To nobody's surprise, there were two conventions. First, there was the daily grind of party work, held for the benefit of activist delegates, who this year were more hard-line than ever before. Only 2 percent of them are pro-life, according to the Boston Globe; 95 percent of them think the war on Iraq was a mistake. Second, there was the prime-time convention shown to 40 million citizens, during which John Kerry spoke of his faith, and both he and his vice-presidential nominee solemnly took up their wartime responsibilities and promised to increase the size of the military.

If Republicans hope to convince the public that the "real" Democratic party is a bunch of extremist double-talkers, they are overconfident. True, there were moments of brazen disingenuousness last week, the most

arresting being Madeleine Albright's vow that a Kerry administration would combat weapons of mass destruction by "focusing on where they are instead of where they are not"--this after Albright had supported the invasion of Iraq, based on information about WMD gathered on her watch.

The week had its dud speeches, too, which will do the Democrats some damage. There was Jimmy Carter, blaming the Bush administration for failures of the Clinton Middle East peace process that happened before Bush took office. There was Ted Kennedy, blundering through his speech (patriots at Lexington and Concord, he said, "fired the shirt round the world"), with its sour little jokes and the vote-repelling blitheness with which he quipped, "The only thing we have to fear is four more years of George Bush."
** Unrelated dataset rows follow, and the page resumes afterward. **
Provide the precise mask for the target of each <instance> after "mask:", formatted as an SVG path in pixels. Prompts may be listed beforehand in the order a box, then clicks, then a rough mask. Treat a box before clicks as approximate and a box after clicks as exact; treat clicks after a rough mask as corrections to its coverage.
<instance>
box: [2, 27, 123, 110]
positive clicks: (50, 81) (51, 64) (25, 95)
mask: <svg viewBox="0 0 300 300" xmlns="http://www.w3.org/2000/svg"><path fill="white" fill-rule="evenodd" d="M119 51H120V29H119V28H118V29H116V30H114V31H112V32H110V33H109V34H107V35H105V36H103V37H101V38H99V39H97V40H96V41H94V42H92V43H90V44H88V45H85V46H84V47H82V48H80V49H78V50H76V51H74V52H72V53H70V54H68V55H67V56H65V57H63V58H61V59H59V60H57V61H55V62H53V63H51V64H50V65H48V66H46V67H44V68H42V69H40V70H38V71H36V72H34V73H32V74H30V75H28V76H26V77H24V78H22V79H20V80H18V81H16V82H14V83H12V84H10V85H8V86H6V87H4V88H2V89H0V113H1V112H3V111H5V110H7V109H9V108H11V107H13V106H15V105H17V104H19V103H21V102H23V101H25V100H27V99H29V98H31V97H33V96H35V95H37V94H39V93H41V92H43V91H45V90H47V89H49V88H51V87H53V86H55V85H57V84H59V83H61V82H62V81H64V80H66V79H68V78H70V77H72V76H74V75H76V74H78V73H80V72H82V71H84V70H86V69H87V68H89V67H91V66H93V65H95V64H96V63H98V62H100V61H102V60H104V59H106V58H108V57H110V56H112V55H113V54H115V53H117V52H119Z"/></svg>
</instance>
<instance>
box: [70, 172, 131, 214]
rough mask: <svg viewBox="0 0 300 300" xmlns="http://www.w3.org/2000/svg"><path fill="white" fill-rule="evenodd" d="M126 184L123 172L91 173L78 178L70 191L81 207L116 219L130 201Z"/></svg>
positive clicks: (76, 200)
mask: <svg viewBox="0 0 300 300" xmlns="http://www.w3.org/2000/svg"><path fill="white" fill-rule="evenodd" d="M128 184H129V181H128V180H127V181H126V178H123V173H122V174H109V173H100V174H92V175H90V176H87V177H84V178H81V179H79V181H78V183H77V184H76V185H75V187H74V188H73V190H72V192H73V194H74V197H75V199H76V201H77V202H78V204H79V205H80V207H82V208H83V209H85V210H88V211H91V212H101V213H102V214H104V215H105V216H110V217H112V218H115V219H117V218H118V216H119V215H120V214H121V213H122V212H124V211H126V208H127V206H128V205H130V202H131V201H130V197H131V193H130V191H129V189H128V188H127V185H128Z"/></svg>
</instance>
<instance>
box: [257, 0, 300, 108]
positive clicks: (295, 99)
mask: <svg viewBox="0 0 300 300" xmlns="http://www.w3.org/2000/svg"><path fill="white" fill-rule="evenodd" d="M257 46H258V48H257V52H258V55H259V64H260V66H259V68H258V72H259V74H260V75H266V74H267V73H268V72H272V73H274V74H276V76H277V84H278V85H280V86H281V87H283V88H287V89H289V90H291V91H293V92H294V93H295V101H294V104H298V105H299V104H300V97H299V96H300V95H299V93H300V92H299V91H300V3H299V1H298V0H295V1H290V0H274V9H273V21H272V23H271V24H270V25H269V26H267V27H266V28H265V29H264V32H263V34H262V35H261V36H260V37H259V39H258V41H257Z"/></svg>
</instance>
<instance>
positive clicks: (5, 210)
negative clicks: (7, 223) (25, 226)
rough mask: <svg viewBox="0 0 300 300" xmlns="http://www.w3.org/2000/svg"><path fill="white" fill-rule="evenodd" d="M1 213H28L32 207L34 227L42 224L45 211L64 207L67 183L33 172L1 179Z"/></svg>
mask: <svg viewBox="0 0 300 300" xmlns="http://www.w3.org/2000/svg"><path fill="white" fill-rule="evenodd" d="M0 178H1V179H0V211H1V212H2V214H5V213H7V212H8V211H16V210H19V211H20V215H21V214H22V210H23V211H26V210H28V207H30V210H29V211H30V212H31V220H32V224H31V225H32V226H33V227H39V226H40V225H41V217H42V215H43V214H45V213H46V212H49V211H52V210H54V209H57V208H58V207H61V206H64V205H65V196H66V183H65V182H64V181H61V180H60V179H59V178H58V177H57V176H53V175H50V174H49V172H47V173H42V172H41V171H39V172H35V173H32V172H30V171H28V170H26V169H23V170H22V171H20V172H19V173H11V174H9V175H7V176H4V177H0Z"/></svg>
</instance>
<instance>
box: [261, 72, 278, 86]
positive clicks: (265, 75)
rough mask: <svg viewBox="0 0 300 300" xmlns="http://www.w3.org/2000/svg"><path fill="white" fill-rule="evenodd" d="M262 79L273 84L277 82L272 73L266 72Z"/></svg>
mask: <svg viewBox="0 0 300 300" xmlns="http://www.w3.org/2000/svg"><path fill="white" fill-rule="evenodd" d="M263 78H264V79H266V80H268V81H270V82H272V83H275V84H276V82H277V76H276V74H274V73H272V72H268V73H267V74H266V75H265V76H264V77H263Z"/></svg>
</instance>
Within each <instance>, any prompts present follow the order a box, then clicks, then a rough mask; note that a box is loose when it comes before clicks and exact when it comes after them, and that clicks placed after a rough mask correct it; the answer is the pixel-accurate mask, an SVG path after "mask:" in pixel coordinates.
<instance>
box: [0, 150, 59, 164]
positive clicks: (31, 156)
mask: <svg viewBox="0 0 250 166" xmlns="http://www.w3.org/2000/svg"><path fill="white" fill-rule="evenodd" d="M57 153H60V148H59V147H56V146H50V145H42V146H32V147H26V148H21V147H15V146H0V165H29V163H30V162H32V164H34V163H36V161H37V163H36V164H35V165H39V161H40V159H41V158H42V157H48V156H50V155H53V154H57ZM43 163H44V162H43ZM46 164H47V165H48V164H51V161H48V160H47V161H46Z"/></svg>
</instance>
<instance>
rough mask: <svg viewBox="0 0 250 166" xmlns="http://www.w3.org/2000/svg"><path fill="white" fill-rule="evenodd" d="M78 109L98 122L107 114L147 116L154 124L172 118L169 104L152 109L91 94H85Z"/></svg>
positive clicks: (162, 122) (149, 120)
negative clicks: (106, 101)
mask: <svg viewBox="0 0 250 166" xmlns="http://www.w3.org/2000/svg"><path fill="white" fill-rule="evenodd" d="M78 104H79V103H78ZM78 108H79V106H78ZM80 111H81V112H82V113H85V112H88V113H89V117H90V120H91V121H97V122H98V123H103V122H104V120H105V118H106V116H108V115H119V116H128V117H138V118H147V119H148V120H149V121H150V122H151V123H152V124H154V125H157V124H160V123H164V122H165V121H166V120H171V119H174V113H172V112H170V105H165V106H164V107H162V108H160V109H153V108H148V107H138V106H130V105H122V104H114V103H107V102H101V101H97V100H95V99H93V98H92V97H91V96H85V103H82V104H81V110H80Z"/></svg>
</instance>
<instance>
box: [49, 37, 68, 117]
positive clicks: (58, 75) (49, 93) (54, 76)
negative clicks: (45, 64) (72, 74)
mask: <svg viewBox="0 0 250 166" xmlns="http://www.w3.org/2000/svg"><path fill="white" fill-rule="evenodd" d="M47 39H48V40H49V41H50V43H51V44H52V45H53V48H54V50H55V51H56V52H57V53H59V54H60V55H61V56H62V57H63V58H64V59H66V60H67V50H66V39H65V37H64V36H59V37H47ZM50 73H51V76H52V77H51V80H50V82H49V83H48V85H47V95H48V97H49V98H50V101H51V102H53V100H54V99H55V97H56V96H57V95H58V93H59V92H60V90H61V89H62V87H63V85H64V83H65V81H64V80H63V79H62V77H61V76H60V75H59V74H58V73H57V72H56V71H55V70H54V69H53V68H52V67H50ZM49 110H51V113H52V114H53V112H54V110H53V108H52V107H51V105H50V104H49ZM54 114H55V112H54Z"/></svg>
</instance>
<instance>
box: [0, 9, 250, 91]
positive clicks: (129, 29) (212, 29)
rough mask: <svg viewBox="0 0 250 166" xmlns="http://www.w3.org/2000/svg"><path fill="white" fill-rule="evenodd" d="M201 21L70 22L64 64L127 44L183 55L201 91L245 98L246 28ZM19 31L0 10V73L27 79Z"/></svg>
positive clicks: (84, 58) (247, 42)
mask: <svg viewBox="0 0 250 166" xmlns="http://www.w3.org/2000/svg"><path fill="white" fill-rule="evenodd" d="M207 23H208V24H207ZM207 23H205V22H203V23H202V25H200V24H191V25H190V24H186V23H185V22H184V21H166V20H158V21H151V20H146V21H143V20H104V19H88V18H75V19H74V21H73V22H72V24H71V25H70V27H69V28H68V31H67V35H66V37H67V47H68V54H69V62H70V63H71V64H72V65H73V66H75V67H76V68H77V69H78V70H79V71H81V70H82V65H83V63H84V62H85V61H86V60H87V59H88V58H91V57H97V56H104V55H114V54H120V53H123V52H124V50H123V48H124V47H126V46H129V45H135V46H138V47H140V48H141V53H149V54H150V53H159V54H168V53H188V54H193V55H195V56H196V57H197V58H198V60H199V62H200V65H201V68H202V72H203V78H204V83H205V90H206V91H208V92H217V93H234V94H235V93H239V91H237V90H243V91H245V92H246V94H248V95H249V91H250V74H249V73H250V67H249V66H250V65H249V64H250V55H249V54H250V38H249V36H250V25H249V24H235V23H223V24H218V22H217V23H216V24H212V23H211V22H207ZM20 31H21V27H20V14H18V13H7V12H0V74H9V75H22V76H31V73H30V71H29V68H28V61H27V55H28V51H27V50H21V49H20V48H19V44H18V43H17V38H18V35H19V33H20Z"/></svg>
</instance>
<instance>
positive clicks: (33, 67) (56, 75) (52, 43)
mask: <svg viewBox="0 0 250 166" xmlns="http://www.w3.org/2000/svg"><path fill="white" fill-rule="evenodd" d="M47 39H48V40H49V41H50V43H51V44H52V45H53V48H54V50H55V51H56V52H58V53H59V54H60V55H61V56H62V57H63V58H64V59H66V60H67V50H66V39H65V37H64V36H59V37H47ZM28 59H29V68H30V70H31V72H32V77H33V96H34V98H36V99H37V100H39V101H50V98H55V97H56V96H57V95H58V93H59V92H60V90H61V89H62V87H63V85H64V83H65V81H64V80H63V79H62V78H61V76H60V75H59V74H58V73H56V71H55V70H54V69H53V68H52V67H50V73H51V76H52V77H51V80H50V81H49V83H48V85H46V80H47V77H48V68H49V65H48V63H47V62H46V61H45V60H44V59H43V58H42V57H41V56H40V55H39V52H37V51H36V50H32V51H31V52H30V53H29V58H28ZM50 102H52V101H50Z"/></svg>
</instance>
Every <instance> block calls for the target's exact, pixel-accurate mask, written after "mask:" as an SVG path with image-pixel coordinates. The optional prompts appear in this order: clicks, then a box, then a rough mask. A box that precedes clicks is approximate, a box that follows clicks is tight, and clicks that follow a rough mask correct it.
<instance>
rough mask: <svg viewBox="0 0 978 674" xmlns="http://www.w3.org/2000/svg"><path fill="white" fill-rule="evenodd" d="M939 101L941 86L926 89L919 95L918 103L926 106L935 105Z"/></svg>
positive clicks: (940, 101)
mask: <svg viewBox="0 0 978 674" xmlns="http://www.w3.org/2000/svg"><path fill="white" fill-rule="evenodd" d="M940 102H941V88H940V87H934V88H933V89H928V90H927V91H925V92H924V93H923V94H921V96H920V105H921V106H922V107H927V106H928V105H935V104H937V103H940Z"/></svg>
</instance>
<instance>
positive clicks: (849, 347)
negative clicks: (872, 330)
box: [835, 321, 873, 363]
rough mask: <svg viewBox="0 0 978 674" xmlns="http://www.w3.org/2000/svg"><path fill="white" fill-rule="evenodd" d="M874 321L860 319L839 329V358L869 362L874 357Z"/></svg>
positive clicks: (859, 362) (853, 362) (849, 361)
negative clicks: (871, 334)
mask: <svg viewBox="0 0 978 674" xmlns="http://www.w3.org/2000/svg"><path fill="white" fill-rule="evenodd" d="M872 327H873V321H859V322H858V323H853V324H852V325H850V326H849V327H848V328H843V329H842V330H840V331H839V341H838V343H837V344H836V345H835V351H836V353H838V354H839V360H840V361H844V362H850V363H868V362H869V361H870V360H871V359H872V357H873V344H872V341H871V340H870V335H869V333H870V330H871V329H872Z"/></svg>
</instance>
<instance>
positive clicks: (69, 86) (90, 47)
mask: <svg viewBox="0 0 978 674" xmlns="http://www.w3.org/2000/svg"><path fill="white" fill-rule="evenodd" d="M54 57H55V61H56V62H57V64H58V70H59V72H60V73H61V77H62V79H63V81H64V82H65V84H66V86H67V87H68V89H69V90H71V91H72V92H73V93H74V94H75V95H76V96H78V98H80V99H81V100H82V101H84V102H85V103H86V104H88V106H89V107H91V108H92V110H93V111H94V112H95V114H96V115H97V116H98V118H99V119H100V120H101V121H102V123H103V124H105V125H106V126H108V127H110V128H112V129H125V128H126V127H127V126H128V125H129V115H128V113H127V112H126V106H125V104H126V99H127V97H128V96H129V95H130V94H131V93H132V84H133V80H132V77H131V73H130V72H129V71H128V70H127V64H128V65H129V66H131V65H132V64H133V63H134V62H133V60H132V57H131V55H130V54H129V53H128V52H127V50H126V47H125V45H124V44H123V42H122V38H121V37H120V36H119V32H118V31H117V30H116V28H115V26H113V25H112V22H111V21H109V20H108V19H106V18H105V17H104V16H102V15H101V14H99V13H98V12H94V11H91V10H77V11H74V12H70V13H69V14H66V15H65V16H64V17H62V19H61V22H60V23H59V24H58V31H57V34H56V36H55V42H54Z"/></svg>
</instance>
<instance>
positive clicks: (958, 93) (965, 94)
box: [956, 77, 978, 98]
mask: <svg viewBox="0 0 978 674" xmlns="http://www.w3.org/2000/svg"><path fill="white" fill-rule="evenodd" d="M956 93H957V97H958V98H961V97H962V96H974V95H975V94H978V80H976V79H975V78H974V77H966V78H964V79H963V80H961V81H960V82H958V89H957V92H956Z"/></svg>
There was Al Sharpton, calling for reparations for slavery and (as he surely intended) stomping on the groundbreaking speech of Barack Obama the night before, in which Obama made the case that the inner-city poor need not count on government to solve their every problem.

Perhaps most electorally harmful, given the personality-focused way campaigns are covered nowadays, was Teresa Heinz Kerry's paean to her own self-assertiveness, in which she was permitted to vent the delusion that hers is the candor of a feminist who had fought for her rights, rather than a billionairess who is simply used to being listened to. This is leaving aside her galling attempt to recast her upbringing in the upper reaches of Mozambican society under colonial dictatorship, and her education in apartheid South Africa, as human-rights credentials, rather than the opposite.